The Lord Nelson Inn in Antigua was standing room only as island racers shared rum drinks and said goodbye till next year’s regattas. The big change that killed this wonderful island hugfest is the disappearance of the inter-island airlines that were forced to close their doors as the large airlines created hubs.

Much of the inter-island travel is no longer a 20-minute shuttle plane ride island to island on Liat or Prinaire. For example, traveling from Barbados to St Thomas now often includes spending a night in Miami. Boat crews could no longer return home on Sunday night to work during week as a small crew moved the boat to the next island regatta. This lack of practical transportation has affected not just sailing but inter-island competition in all sports.

My next reason for our drop in attendance will probably surprise many, but more and more sailing families spend $30,000 to $50,000 / year (or much more) on Junior Sailing. Boat charters, $500 a day coaches, and extensive travel are taking all the “cash” out of the family racing boat funds. For many families, racing or cruising together is a thing of the past with junior sailing being the biggest reason.

In the past 10 years, as boats and sails started using more and more exotic materials, boat owners started hiring expert sailors to improve boat performance and justify investment in a new boat. The age of the “pro sailor” was born. One pro quickly became a team of pros and costs to sail a 24-foot boat almost tripled if the winners circle was a driving force in getting enjoyment out of your boat.

What this means is you now have a second family to house, feed, and pay for their expertise at regattas with the top guys getting over $1500 a day. If you can afford it, hiring pro sailors is similar to owning a private jet or a Bentley. It’s your choice where you get your pleasures so go for it! However, this paradigm now keeps many of competitors near home at their local regattas as they no longer are competitive at this wealth-created level.

My final point is the overall cost of racing yachts is no longer in most family budgets. The desire for many to get the best equipment possible with upgrades every 2 or 3 years drives our sport. Gone are the days when you graduated from a Pearson 26 to a Columbia 36 after 12 years of competing and announced this was your last sailboat purchase.

A second scenario is, because your time is limited, you reluctantly switch from sail to power. If you are not a huge wage earner, yacht racing away from your home club in not within your reality. Competitive sailboat racing is very much a rich man’s game now and our sport suffers for it … especially in the Caribbean.

Thirty years ago, the who’s who of the sailing world met in Miami every February for six weeks as they participated in the SORC. I’m not sure there has ever been anything quite like it in our sport. It encompassed everyone in yacht racing and was similar to a Woodstock gathering. You could not miss it!

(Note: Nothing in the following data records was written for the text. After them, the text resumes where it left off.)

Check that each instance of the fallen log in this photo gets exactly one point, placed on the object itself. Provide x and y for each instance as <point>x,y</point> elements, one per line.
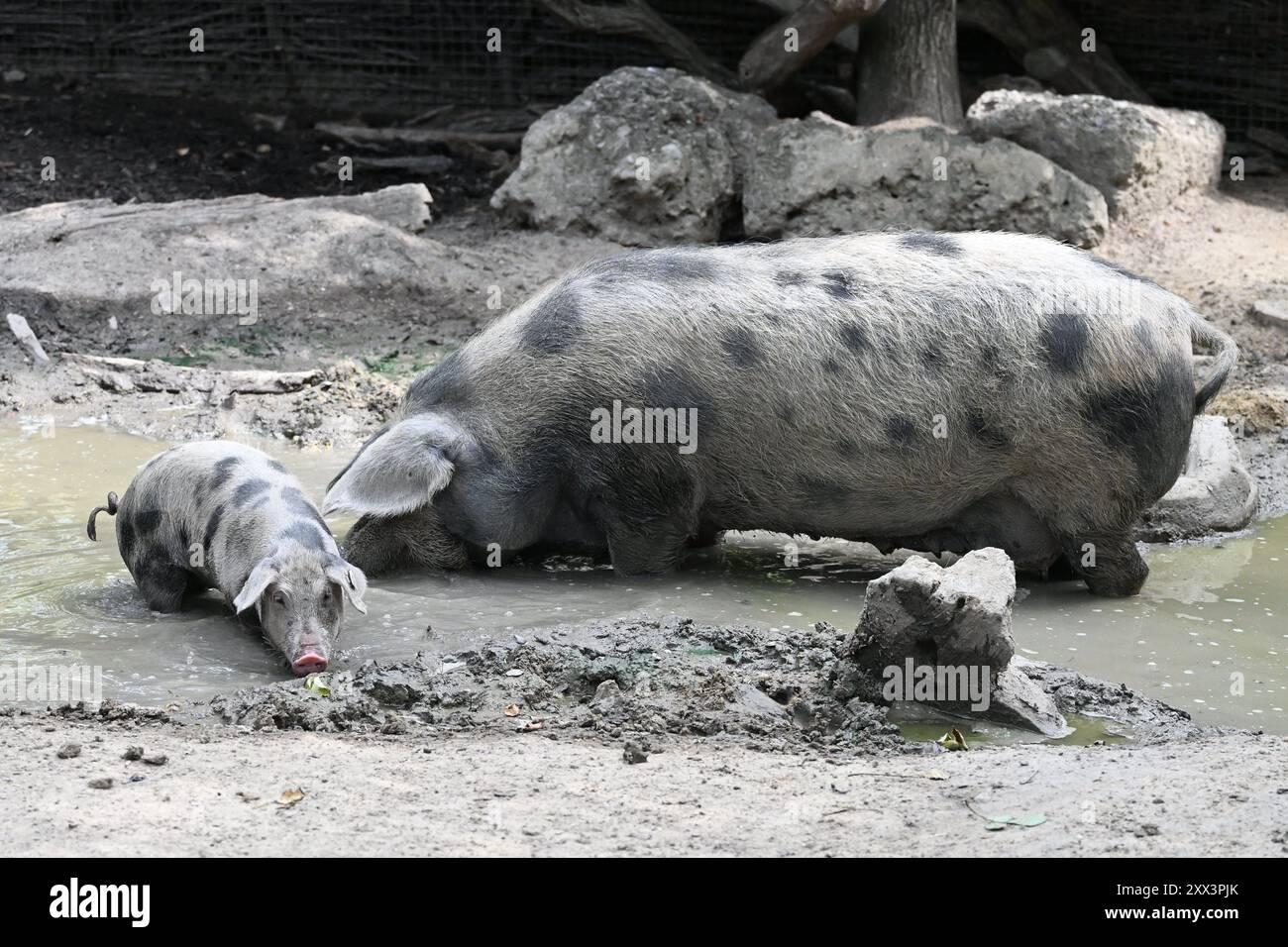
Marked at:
<point>20,328</point>
<point>769,62</point>
<point>364,136</point>
<point>123,375</point>
<point>638,20</point>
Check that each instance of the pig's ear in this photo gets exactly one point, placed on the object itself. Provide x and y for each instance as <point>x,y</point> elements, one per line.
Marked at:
<point>351,579</point>
<point>398,472</point>
<point>257,581</point>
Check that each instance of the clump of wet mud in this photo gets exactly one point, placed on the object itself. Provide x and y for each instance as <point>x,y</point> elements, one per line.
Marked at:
<point>643,682</point>
<point>1146,719</point>
<point>639,681</point>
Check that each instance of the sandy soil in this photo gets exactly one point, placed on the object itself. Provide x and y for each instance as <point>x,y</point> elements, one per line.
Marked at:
<point>533,795</point>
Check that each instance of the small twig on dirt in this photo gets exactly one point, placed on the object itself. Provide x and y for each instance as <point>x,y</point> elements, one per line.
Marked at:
<point>894,776</point>
<point>20,328</point>
<point>133,373</point>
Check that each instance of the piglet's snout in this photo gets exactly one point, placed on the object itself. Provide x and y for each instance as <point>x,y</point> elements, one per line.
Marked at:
<point>310,657</point>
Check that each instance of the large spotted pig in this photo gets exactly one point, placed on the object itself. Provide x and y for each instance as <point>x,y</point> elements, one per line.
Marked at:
<point>220,514</point>
<point>934,390</point>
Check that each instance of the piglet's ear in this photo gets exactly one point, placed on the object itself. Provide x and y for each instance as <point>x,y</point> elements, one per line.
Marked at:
<point>352,579</point>
<point>259,579</point>
<point>398,472</point>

Miami stayed a sailing center after the SORC dissolved but now it caters to a different type of racer. It’s a mecca for under 30 foot one designs such as the Star, Etchells, Melges 20 and 24, M32, and J70. I think the Caribbean Regattas need go through a similar metamorphosis.

Like Miami, our glory days may be behind us but there is no reason the sport of sailing can’t thrive again in this wonderful group of island venues. Right now, we are appreciative of those that continue to support our events and would love to hear from friends / participants who have enjoyed our waters in the past. We will continue working hard to get you back to the best sailing in the world in the very near future.